One of the questions that I get asked all the time is, "What’s the difference between investing in the stock market and trading the stock market?"
Sometimes people just assume that they are two different terms that essentially describe the same thing. But even though there is some overlap between the two, investors and traders use different sets of tools, different methodologies, and are diametrically opposed in terms of their view of the stock market.
Tools of the Trade
Traditionally, an investor will use fundamental data to evaluate the stocks that they might buy. This can include micro data like price to earnings ratios, profit margins, and dividend rates, as well as macro data such as interest rates and overall economic health indicators.

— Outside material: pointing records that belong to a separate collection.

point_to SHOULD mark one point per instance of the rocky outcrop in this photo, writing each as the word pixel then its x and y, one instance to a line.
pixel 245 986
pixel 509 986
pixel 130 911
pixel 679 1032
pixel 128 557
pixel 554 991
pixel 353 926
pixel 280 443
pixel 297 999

Traders on the other hand use technical analysis, which can be micro or macro as well. Micro technical analysis focuses solely on indicators derived from the price and volume data for the specific stock that is being analyzed. Popular indicators include moving averages, relative strength index, and the moving average convergence divergence or MACD. Macro technical analysis looks at the overall market using data such as the number of news highs/lows or percentage of stocks trading above/below their 200-day moving average.
Defining the Method
An investor's goal is to identify stocks that have a future value that is not currently reflected in their share price. Buying these stocks based upon their fundamental analysis, they hope that the market will eventually begin to recognize a hidden value or underestimated growth rate which will translate to higher prices.
Because of this, the exact price that an investor buys a stock at is not as important as its potential price increase.
Traders don't care about the underlying company, its product, or any other fundamental factors. They only want to see movement -- driven by short-term buying and selling -- in the stock they are interested in.
Traders aim for exact entry and exit prices -- often down to the penny -- in order to extract as much profit as they can for the least move possible. Traders are also more willing to short a stock than an investor.
Taking the Time
But perhaps the biggest, and most important, difference between an investor and a trader is their perception of the value of time.
When an investor buys a stock, generally they have no set time frame in which they expect the underlying share price to rise. They may wait a number of months or years, until the fundamental data tells them that a stock is fully valued, before they sell it.
Traders on the other hand are hyper-focused on time frames. In the case of a day trader, they expect price to move in their favor very fast, and if it doesn't, they will quickly move on to another candidate. Swing traders will hold their positions longer -- from a few days to a few weeks -- but if any of their technical indicators show that a stock is no longer a good trade candidate, they will close their position out immediately.
And this illustrates the crucial difference between investors and traders. Investors feel that time is their friend and will eventually prove their fundamental analysis correct, while traders feel that time is their enemy, and don't want to waste it on a stock that is not immediately and consistently moving in their favor.